Le pélé de Chartres, c’est donc le refus. Il y a d’abord une certaine négation, on le verra c’est pour le positif. C'est un apostolat de la mémoire et un apostolat qui se fonde sur une grande vérité de l'enracinement, Simone Weil l’a rappelé, Simone Weil la philosophe bien sûr. La condition de la liberté s’enracine pour faire pousser des feuilles dans le ciel. C’est un bel apostolat de la mémoire. Ensuite, il y a nos racines culturelles : nous marchons d’un chef d’oeuvre gothique à un autre, en chantant des chants qui sont plus ou moins heureusement inspirés de la tradition française, et autres. Nous avons aussi des bannières de nos saints. Il ne suffit pas de bannières, le Cardinal l’a bien dit, mais ce sont nos saints, nos origines, ce sont un peu comme les saints des corporations. On prie avec les prières de la tradition liturgique latine : il y a une autre réaction, pacifique, mais quand même musclée, face à la démission culturelle et liturgique. On pourrait dire que Chartres est un apostolat de la beauté, un apostolat de la mémoire. Le cardinal Ratzinger rappelait que justement le sens des fidèles, le sens de la foi des fidèles (il le disait dans son livre « appelés à la communion ») certainement, il n’est pas laissé à lui tout seul infaillible, mais il a du flair et il sait discerner entre ce qui est développement du souvenir et ce qui est la destruction du souvenir. Je crois que le contexte historique de notre naissance dans la crise de la société de l'Eglise est précisément un discernement dans le sens de la foi contre les falsifications liturgiques et mentales de la modernité, spécialement dans les 40 ou 50 dernières années.
Donc il y a nos racines qui sont présentes, c'est émouvant.

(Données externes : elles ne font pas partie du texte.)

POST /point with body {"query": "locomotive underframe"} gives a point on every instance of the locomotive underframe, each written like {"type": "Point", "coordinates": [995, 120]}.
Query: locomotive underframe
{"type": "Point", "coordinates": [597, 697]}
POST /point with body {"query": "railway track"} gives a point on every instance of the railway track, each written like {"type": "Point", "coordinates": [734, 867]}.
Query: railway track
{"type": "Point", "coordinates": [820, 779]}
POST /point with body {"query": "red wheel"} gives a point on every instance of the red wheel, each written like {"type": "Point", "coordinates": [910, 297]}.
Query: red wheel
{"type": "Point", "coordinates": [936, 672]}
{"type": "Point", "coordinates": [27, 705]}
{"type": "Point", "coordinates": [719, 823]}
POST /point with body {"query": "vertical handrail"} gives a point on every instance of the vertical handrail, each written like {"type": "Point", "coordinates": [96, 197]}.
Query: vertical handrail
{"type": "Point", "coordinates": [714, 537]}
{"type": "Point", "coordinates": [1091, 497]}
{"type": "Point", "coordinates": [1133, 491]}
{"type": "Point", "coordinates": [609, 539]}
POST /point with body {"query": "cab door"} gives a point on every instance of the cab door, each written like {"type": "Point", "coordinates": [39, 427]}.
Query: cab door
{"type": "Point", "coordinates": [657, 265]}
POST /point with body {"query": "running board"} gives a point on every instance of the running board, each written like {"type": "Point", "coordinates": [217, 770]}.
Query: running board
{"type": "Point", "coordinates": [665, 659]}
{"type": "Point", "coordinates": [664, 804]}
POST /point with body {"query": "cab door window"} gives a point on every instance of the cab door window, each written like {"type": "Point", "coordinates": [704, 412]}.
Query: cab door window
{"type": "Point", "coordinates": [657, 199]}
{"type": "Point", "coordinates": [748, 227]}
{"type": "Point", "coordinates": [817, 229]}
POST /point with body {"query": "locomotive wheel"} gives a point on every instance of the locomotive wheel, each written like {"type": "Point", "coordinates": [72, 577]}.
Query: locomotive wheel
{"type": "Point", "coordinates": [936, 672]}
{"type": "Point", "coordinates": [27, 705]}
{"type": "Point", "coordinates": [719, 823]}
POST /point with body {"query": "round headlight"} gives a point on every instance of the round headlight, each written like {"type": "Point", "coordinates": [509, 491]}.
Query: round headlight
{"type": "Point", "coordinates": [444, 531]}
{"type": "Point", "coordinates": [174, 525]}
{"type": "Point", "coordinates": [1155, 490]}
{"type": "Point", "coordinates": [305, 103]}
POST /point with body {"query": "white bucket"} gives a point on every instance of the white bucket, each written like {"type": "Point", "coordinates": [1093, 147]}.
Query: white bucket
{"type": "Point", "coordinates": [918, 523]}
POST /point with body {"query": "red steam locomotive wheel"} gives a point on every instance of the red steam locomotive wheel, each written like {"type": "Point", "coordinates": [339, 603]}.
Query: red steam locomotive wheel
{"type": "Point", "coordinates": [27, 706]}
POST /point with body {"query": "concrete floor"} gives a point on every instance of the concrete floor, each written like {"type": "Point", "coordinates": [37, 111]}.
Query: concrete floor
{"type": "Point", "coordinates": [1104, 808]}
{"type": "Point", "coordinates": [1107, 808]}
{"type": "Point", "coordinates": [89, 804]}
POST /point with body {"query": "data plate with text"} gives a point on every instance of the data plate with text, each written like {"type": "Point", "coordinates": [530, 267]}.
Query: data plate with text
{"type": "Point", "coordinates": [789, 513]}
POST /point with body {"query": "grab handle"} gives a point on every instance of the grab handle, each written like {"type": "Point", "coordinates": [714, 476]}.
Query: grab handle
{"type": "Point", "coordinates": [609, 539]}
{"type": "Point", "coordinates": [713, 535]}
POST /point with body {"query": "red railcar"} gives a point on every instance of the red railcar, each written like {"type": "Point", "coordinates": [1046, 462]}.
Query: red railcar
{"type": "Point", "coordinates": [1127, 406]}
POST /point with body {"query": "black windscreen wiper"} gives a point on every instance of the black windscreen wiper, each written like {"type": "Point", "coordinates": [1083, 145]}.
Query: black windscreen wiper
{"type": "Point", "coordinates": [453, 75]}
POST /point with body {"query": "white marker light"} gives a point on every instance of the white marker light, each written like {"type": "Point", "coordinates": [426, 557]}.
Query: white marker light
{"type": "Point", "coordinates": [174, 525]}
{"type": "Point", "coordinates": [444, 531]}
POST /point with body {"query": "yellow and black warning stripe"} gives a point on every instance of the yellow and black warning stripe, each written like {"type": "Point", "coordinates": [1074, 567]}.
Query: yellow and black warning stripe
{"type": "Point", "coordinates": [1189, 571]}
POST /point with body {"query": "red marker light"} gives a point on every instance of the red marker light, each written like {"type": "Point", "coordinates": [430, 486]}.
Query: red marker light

Et puis il y a nos corps : par nos corps, nous nous inscrivons dans une grande tradition qui remonte à Jésus allant à Jérusalem au fêtes juives et puis dans les pèlerinages chrétiens à Rome, à Compostelle, à Jérusalem aussi. C'est une démarche tout à fait réaliste qui incarne notre marche vers le ciel et qui la symbolise. Le Cardinal nous en a dit quelques mots hier soir de son importance, dans la petite réunion avec les responsables. C’est une démonstration visible de ce qu'est la marche du chrétien par la Croix vers le ciel. Et c’est donc une oeuvre de chrétienté au sens tout à fait expérimental parce qu’elle serait impossible sans la collaboration des laïcs et des clercs et sans une juste harmonisation des compétences, (là je tire à nouveau mon chapeau, enfin je n’en ai pas). Je redis mon affection et ma reconnaissances aux laïcs et aux prêtres qui collaborent dans un bel exemple d’harmonie qui est une application concrète de la théologie catholique du temporel et du spirituel. Il y a un apostolat de l’harmonie, un apostolat de l'enracinement, un apostolat de la beauté (le redémarrage du pèlerinage, surtout lorsque l’on est bien situé pour voir toute la colonne, c’est splendide). Et puis un apostolat de la solidarité.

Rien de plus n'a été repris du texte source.